Introduction to Dissolved Air Flotation (DAF)
Air supply, pressurising pump, retention tank, and flotation chamber are the four basic components of a flotation system.
The dissolved air flotation (DAF) technique works by bringing suspended particles to the liquid's surface. In most circumstances, DAF is a better option to sedimentation because it provides better ultimate water quality, faster startup, higher rates of operation, and thicker sludge, among other benefits. DAF systems also take up less space than conventional clarifiers, and its modular components make installation and setup a breeze.
Introduction to Aerobic waste water treatment systems
Aerobic wastewater treatment is a biological technique that breaks down organic impurities and other pollutants such as nitrogen and phosphorus using oxygen. A mechanical aeration device, such as an air blower or compressor, continuously mixes oxygen into the wastewater or sewage. The organic stuff in the wastewater is subsequently consumed by aerobic bacteria, which convert it to carbon dioxide and biomass, which may then be eliminated.
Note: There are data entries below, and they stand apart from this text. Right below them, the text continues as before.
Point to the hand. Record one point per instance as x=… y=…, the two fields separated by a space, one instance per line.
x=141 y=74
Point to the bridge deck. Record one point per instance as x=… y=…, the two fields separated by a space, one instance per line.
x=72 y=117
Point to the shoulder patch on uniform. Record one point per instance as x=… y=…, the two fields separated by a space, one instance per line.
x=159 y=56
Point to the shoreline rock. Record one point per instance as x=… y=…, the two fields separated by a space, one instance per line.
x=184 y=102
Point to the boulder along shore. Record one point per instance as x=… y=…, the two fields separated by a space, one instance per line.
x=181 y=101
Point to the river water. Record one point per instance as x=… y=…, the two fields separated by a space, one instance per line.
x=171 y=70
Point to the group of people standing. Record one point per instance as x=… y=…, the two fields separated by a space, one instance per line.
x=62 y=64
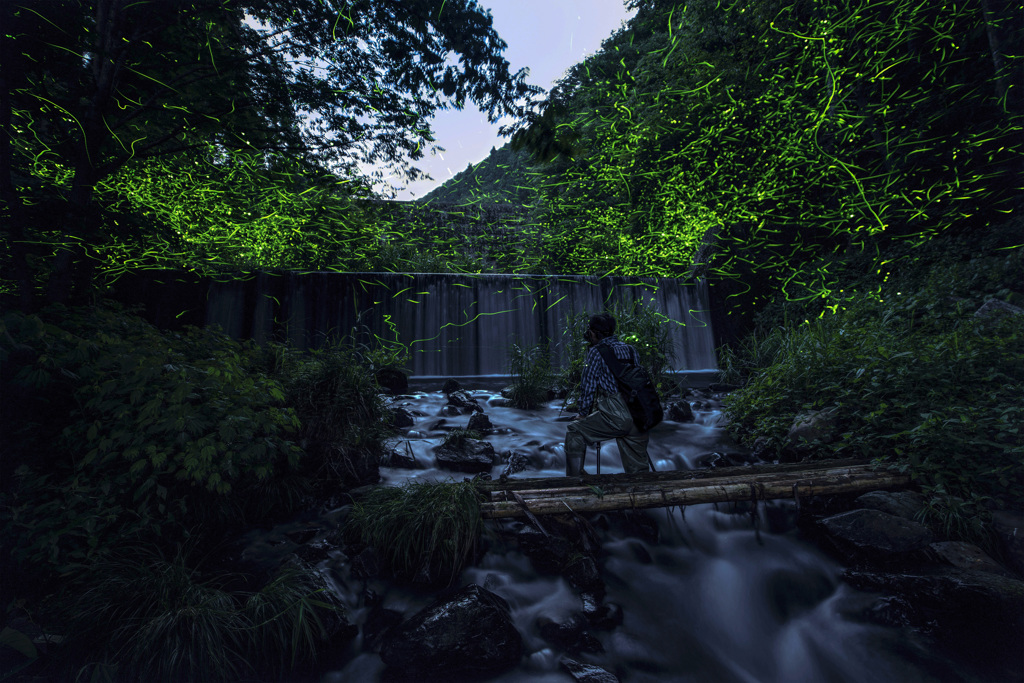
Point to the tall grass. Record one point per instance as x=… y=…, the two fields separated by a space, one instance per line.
x=420 y=529
x=530 y=373
x=150 y=619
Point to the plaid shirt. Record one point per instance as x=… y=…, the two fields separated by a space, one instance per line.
x=597 y=375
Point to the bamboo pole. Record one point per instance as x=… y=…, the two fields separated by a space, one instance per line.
x=696 y=492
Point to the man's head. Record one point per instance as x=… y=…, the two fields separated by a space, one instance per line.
x=600 y=326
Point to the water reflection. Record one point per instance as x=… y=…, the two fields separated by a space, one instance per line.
x=722 y=595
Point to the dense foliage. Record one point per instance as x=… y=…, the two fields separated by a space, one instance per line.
x=133 y=454
x=113 y=104
x=919 y=378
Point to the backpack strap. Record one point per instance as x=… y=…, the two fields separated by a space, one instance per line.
x=614 y=365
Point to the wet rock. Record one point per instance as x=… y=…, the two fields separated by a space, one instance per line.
x=366 y=564
x=583 y=573
x=303 y=536
x=332 y=614
x=516 y=461
x=977 y=614
x=599 y=614
x=401 y=418
x=570 y=636
x=378 y=623
x=813 y=426
x=679 y=411
x=1009 y=527
x=996 y=308
x=463 y=400
x=792 y=593
x=479 y=422
x=400 y=458
x=587 y=673
x=966 y=556
x=877 y=534
x=393 y=380
x=904 y=504
x=471 y=457
x=315 y=552
x=468 y=634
The aerobic treatment of wastewater and sewage can be accomplished using a variety of technologies. These are some of them:
v Activated Sludge: Organic matter is broken down by aerobic microorganisms in an aeration tank in traditional activated sludge. Biological flocs (sludge) are formed, and the cleaned water is separated from it in a sedimentation tank.
v Moving bed biofilm reactor (MBBR): Biofilm grows on plastic carriers suspended and circulated in an aeration tank in a moving bed biofilm reactor (MBBR). Retention sieves keep these in the tank.
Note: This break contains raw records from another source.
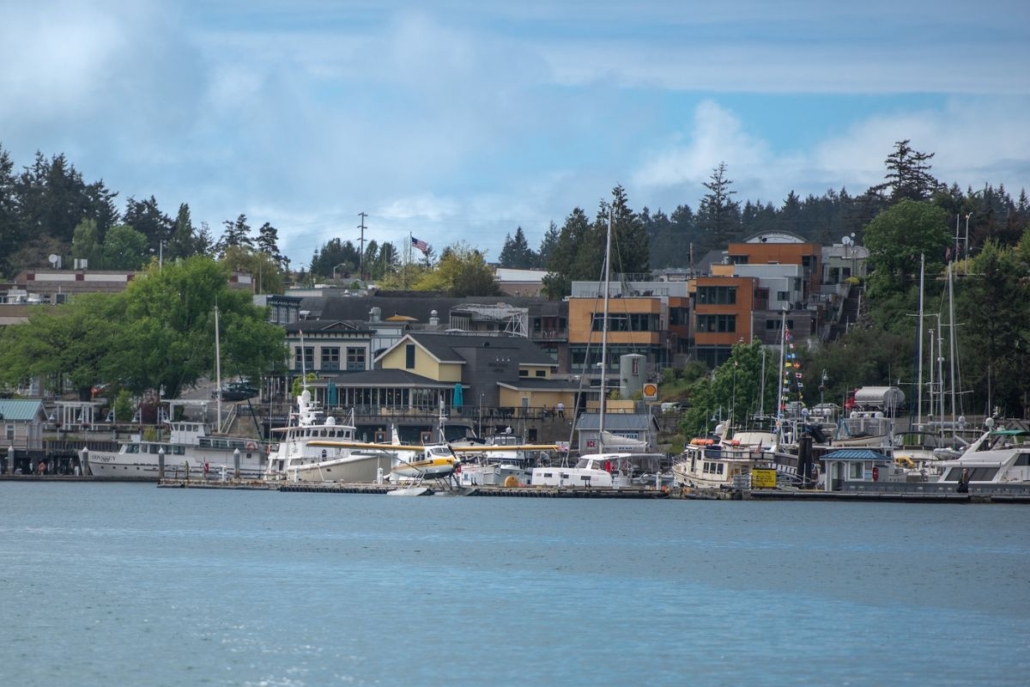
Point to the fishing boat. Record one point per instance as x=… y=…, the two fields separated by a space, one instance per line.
x=192 y=450
x=718 y=462
x=500 y=460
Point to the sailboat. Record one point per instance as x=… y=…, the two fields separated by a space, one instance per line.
x=604 y=469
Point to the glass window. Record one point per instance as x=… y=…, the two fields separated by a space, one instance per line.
x=355 y=358
x=308 y=362
x=331 y=357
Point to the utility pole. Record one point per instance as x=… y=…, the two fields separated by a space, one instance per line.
x=361 y=242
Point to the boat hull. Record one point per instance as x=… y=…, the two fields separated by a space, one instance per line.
x=348 y=469
x=145 y=466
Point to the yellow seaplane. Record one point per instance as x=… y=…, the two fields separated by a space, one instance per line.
x=409 y=461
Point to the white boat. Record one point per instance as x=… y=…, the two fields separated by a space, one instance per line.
x=191 y=450
x=593 y=470
x=718 y=464
x=500 y=460
x=603 y=469
x=315 y=448
x=999 y=456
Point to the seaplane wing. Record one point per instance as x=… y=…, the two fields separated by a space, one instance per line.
x=328 y=443
x=515 y=447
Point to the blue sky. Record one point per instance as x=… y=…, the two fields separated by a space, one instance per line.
x=464 y=119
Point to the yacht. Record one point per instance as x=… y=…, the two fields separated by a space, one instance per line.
x=315 y=448
x=192 y=450
x=999 y=456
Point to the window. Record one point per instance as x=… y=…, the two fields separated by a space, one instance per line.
x=308 y=361
x=355 y=358
x=714 y=323
x=331 y=357
x=717 y=295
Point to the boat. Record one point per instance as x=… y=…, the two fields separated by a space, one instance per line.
x=603 y=469
x=999 y=456
x=718 y=464
x=315 y=448
x=592 y=470
x=192 y=450
x=501 y=460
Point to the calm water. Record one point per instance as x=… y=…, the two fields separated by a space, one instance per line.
x=127 y=584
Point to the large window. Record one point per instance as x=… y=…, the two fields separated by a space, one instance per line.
x=717 y=295
x=355 y=359
x=634 y=321
x=304 y=357
x=717 y=323
x=331 y=357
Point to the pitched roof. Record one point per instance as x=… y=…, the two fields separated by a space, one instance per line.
x=387 y=377
x=531 y=384
x=20 y=409
x=448 y=347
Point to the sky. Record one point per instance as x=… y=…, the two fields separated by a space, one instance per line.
x=465 y=119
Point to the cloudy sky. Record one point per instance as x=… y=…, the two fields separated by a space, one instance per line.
x=462 y=119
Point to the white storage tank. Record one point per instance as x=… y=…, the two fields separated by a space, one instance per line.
x=887 y=399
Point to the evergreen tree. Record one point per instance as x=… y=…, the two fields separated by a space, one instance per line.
x=9 y=231
x=50 y=199
x=719 y=215
x=572 y=249
x=100 y=207
x=516 y=252
x=629 y=240
x=236 y=234
x=147 y=218
x=907 y=175
x=547 y=245
x=183 y=241
x=268 y=243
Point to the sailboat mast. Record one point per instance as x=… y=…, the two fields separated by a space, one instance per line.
x=951 y=338
x=217 y=365
x=604 y=330
x=783 y=367
x=919 y=383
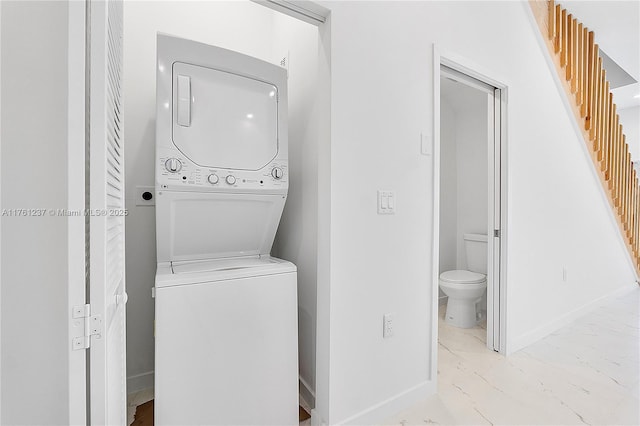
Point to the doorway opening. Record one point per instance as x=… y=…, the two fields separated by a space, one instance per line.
x=470 y=192
x=294 y=37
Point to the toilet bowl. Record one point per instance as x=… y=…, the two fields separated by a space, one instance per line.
x=465 y=289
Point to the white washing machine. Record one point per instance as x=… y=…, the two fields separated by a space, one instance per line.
x=226 y=311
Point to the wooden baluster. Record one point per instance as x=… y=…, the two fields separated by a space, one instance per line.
x=563 y=46
x=632 y=215
x=634 y=195
x=627 y=184
x=569 y=48
x=617 y=160
x=557 y=45
x=552 y=21
x=601 y=111
x=595 y=98
x=579 y=67
x=605 y=129
x=637 y=209
x=604 y=117
x=614 y=160
x=584 y=67
x=591 y=75
x=632 y=211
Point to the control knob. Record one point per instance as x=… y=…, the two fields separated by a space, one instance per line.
x=277 y=173
x=173 y=165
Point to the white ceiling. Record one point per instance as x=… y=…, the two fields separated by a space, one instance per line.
x=616 y=25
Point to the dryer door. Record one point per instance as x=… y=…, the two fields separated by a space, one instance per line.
x=195 y=225
x=222 y=119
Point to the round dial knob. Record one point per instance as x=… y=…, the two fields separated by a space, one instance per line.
x=277 y=173
x=173 y=165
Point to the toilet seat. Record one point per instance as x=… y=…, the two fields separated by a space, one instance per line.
x=460 y=276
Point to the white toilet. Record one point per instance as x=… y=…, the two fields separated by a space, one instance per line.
x=465 y=288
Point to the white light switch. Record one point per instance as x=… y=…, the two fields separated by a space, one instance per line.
x=425 y=144
x=386 y=202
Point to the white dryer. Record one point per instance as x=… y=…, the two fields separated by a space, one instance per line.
x=226 y=311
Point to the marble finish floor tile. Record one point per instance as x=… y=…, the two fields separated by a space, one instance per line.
x=137 y=398
x=585 y=373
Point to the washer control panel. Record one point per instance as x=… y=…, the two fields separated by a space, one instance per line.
x=177 y=172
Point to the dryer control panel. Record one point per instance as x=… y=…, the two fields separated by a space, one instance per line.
x=179 y=173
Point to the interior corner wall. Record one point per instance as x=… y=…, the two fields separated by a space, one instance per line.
x=297 y=236
x=34 y=263
x=472 y=170
x=448 y=188
x=381 y=101
x=630 y=120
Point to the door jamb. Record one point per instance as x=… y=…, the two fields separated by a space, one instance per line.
x=465 y=66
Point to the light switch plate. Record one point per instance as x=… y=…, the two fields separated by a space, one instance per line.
x=386 y=202
x=142 y=192
x=425 y=144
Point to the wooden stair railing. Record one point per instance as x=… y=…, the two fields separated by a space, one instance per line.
x=579 y=64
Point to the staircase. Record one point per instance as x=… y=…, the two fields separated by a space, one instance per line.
x=579 y=65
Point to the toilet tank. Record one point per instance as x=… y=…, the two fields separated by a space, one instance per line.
x=476 y=249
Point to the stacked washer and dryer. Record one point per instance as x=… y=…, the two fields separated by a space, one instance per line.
x=225 y=310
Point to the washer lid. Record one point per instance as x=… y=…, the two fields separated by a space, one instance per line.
x=170 y=274
x=462 y=277
x=211 y=225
v Membrane bioreactor (MBR): A cutting-edge technique that combines the activated sludge and membrane filtration processes.
Which are best DAF or Aerobic Wastewater Treatment systems?
1: Dissolved Air Flotation
Many drinking water treatment plant employ dissolved air flotation technology (also known as DAF water treatment equipment).
Since 2000, DAF water treatment has been used in more than 50 drinking water treatment plants across India. These plants can handle anything from 0.5 MGD to 290 MGD of wastewater.
Manufacturers of dissolved air flotation systems include a flotation tank, a recycling pump that draws recycle water from effluent water, and an air drum that saturates the recycle water with air. Feed water is pumped into the flotation tank, and effluent water is pumped out. The effluent water is pumped into an air drum with recycled water.
Compressed air is added into the recycle water as it passes through the air drum. The compressed air is forced to dissolve into the recycled water because the air drum is pressured. The recycled water is re-circulated into the flotation tank, where the pressure is decreased, allowing the dissolved air to escape. The bubbles cling to solid particles in the flotation tank's water and brings them to the surface, where they form a froth layer that a skimmer or lamella clarifier separates from the effluent water.
2: Aerobic Treatment Systems
A pretreatment step, an aeration stage, a settling stage, and a disinfection stage are all part of an aerobic treatment system.
The aeration stage, which involves the introduction of air, is the most similar to a DAF wastewater system. A biomass digests biological wastes from the wastewater during the aeration step. The biomass must be exposed to air since digestion is an aerobic process, and the biomass thrives in an aerobic atmosphere.
The primary difference between aerobic treatment systems and dissolved air flotation systems is the purpose of the air that is added into the wastewater.Air is introduced to induce solids to float to the surface in a dissolved air flotation system, while air is introduced to promote biomass digestion of biological waste in wastewater in an aerobic treatment system.